L'indiscrezione del domenicale del gruppo Murdoch non trova conferme al momento. Fonti di Downing Street, anzi, negano tutto. Smentite di rito a parte, comunque, l'ipotesi del 'compromesso' da 50 miliardi avanzata dal Sunday Times potrebbe non essere campata per aria. Il giornale chiede del resto di attendere un mese e mezzo per una controprova, sostenendo che il 'segreto' sul presunto patto valga solo fino a dopo la Conferenza annuale d'ottobre del Partito Conservatore di una ancora traballante Theresa May.

Dai palazzi di Bruxelles, il capo negoziatore Ue, Michel Barnier, ha ribadito che Bruxelles non intende concedere sconti sugli impegni finanziari. "Tutte le decisioni prese a 28 devono essere rispettate a 28", ha detto, definendosi "molto deluso" per il fatto che il Governo di Londra abbia fatto "un passo indietro rispetto a quanto annunciato a luglio" sulla volontà di rispettare tutti gli impegni finanziari del Regno Unito verso la Ue. "In gioco c'è la fiducia e la credibilità di quanto viene firmato dai governi", ha sottolineato Barnier dopo aver ricordato che "nel 2013 il quadro finanziario pluriennale" del bilancio europeo "è stato firmato dal premier David Cameron" ed esso prevede pagamenti che possono essere fatti fino a 4 anni dopo la conclusione dell'esercizio di bilancio.

DIRITTI DEI CITTADININel frattempo, sul versante britannico, prende forma il piano del governo britannico per ridurre l'immigrazione dall'Ue dopo la Brexit, e si prospetta una decisa stretta agli ingressi che ha scatenato una bufera. A dare fuoco alle polveri è stato il Guardian pubblicando un documento dell'Home Office di 82 pagine in cui si elenca una serie di possibili misure.
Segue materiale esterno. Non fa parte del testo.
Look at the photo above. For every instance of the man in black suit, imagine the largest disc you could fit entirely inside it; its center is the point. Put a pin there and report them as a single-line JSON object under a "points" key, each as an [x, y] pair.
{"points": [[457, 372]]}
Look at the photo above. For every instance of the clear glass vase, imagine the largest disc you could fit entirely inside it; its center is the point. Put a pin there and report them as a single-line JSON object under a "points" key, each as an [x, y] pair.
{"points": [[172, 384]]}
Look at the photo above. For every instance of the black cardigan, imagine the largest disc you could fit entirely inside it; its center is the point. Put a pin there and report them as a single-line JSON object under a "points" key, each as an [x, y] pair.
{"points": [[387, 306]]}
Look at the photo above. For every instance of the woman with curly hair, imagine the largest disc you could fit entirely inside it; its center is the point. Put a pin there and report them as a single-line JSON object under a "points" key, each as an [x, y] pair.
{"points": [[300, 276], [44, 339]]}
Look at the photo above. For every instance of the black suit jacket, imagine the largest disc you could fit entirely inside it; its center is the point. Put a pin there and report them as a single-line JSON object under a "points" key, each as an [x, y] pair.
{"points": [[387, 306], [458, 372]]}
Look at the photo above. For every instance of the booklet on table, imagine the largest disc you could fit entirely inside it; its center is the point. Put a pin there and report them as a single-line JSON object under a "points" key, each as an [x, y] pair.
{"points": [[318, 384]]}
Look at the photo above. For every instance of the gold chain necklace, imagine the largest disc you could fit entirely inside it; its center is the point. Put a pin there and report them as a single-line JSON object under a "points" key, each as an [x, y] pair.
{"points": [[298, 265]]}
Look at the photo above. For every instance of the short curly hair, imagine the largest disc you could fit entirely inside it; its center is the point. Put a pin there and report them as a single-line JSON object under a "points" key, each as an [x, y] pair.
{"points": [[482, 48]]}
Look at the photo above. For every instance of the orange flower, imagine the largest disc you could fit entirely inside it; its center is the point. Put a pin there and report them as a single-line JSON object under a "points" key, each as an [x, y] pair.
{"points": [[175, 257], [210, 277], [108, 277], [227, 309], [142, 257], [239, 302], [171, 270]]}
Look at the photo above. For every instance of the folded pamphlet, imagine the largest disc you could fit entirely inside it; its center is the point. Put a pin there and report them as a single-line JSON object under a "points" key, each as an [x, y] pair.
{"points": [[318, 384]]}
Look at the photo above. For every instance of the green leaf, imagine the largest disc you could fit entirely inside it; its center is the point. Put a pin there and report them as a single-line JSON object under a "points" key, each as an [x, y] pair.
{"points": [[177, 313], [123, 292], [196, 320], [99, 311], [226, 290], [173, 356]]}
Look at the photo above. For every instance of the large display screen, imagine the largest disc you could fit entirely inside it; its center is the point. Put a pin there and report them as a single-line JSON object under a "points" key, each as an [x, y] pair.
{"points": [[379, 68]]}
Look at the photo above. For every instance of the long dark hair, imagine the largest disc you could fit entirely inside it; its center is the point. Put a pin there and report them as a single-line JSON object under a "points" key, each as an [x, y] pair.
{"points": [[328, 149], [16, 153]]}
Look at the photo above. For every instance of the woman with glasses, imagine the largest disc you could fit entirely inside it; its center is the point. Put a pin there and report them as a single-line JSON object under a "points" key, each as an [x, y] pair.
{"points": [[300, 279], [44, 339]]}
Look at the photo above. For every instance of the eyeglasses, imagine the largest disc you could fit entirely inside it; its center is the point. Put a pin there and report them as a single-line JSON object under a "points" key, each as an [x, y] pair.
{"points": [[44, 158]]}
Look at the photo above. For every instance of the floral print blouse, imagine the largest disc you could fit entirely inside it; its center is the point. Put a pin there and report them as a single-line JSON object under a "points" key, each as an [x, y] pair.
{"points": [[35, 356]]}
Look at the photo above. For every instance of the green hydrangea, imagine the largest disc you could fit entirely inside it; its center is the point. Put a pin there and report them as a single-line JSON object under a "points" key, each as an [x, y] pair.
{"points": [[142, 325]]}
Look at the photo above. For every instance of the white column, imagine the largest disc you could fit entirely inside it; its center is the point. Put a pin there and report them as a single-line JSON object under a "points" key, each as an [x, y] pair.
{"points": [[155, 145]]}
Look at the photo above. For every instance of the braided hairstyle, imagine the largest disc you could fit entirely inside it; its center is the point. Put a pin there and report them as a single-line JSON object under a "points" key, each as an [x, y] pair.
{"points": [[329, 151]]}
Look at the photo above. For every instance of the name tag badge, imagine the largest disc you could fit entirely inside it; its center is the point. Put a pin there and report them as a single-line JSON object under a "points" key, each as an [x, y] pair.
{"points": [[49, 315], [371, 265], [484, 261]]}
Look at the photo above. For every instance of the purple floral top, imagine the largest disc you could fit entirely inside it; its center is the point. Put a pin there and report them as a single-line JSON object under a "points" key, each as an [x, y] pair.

Fra queste, è previsto che la libera circolazione dei lavoratori finisca subito dopo l'uscita del Regno dall'Unione, che venga scoraggiato l'ingresso di lavoratori non qualificati con permessi di residenza della durata di massimo 2 anni, e che sia introdotto l'obbligo del passaporto alla frontiera. Un vero e proprio "giro di vite" per molti osservatori subito finito sotto accusa da più parti. Nonostante qualche timida rassicurazione da parte dell'esecutivo Tory - come quella del ministro della Difesa Michael Fallon che nega la volontà di chiudere le porte - è stata la premier Theresa May a chiarire che, almeno a parole, lei intende tagliare drasticamente gli ingressi nel Paese. Durante il Question Time ai Comuni, ha affermato che l'immigrazione deve scendere a "livelli sostenibili", intendendo al di sotto della soglia dei 100mila nuovi ingressi l'anno, il target a lungo promesso ma ampiamente mancato dagli ultimi governi conservatori.
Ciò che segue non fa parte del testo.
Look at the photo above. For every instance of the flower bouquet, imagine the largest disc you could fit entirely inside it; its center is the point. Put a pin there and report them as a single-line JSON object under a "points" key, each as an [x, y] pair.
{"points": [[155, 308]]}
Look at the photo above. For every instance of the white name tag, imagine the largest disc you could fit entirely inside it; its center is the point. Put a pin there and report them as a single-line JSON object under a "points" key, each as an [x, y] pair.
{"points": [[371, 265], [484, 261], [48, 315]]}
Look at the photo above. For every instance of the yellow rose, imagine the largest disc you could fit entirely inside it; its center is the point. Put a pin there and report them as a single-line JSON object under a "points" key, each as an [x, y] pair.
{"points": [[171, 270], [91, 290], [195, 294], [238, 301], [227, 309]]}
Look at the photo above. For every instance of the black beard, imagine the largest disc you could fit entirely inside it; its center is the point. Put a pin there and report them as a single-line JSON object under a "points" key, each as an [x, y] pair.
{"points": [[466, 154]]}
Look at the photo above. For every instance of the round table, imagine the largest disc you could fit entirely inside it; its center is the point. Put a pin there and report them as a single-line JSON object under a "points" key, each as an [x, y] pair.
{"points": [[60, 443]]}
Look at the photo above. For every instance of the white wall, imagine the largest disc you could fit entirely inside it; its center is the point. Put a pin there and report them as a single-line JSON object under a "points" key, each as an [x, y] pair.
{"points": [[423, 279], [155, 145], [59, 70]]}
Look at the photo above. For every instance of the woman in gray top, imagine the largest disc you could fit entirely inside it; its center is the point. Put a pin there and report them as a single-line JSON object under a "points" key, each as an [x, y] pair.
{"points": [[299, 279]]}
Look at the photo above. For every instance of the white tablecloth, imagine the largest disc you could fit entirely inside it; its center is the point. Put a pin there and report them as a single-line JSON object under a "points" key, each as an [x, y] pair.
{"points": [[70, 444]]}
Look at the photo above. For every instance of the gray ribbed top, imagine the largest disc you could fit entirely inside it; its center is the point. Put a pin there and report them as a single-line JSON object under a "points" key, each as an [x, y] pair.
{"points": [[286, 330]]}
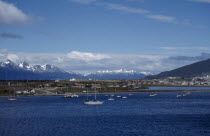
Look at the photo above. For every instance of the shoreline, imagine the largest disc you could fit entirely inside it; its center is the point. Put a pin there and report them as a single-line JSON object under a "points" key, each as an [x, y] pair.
{"points": [[121, 92]]}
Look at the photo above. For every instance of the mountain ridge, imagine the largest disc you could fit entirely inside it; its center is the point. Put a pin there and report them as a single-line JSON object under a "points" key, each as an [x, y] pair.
{"points": [[25, 71], [200, 68]]}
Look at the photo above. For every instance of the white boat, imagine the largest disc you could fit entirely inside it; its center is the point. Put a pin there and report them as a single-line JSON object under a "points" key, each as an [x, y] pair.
{"points": [[70, 95], [111, 99], [93, 102], [12, 99], [152, 94], [74, 95]]}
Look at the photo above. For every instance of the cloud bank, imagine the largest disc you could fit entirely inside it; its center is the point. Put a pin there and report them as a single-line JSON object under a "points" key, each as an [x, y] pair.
{"points": [[9, 14], [86, 62], [10, 35]]}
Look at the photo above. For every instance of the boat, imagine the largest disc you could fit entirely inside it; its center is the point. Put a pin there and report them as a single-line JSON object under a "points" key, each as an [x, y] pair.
{"points": [[93, 102], [12, 99], [74, 95], [179, 96], [111, 99], [152, 94], [70, 95]]}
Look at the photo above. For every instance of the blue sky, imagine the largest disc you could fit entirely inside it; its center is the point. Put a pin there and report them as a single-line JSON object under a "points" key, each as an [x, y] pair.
{"points": [[105, 32]]}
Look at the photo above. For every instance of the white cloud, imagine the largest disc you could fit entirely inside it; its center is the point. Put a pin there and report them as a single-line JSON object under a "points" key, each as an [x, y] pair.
{"points": [[86, 56], [85, 62], [12, 57], [9, 14], [185, 48], [83, 1], [204, 1], [123, 8], [162, 18]]}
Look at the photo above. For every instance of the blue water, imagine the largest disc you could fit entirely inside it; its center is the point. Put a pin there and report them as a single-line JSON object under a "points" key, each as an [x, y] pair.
{"points": [[138, 115], [177, 88]]}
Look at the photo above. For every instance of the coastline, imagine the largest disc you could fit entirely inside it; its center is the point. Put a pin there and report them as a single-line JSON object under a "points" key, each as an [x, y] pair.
{"points": [[120, 92]]}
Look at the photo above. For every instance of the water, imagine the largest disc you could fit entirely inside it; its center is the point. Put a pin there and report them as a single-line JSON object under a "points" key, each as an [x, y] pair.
{"points": [[138, 115], [177, 88]]}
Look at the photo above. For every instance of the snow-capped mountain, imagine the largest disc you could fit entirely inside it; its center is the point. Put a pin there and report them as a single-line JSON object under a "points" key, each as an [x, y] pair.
{"points": [[11, 71], [8, 64], [117, 74], [24, 71], [39, 68]]}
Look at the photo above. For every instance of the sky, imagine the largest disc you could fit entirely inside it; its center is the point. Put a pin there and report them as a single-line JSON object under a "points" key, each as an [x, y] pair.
{"points": [[91, 35]]}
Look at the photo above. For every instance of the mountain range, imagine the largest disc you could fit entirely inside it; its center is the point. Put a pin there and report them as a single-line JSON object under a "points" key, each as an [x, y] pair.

La bozza del documento dell'Home Office, datata agosto 2017, punta a dare priorità ai britannici nell'accesso al mercato del lavoro. Prende di mira in particolare i lavoratori con bassa specializzazione, rispetto ai quali May ha affermato che il forte afflusso di manodopera straniera finisce col penalizzare i cittadini meno abbienti. Ma anche per i lavoratori Ue altamente qualificati sono proposti permessi di residenza, un po' più lunghi, da 3 fino a 5 anni. Fra le altre potenziali restrizioni, quelle riguardanti i ricongiungimenti familiari, col rischio che molte famiglie siano così divise, e quelle per gli studenti dal continente che prevedono una maggiore padronanza dell'inglese e il controllo della loro disponibilità finanziaria.

Una delle reazioni più critiche è stata quella del sindaco laburista di Londra, Sadiq Khan: "Il documento è un esempio di hard Brexit ed è un piano che rischia di soffocare l'economia di Londra" con conseguenze "catastrofiche".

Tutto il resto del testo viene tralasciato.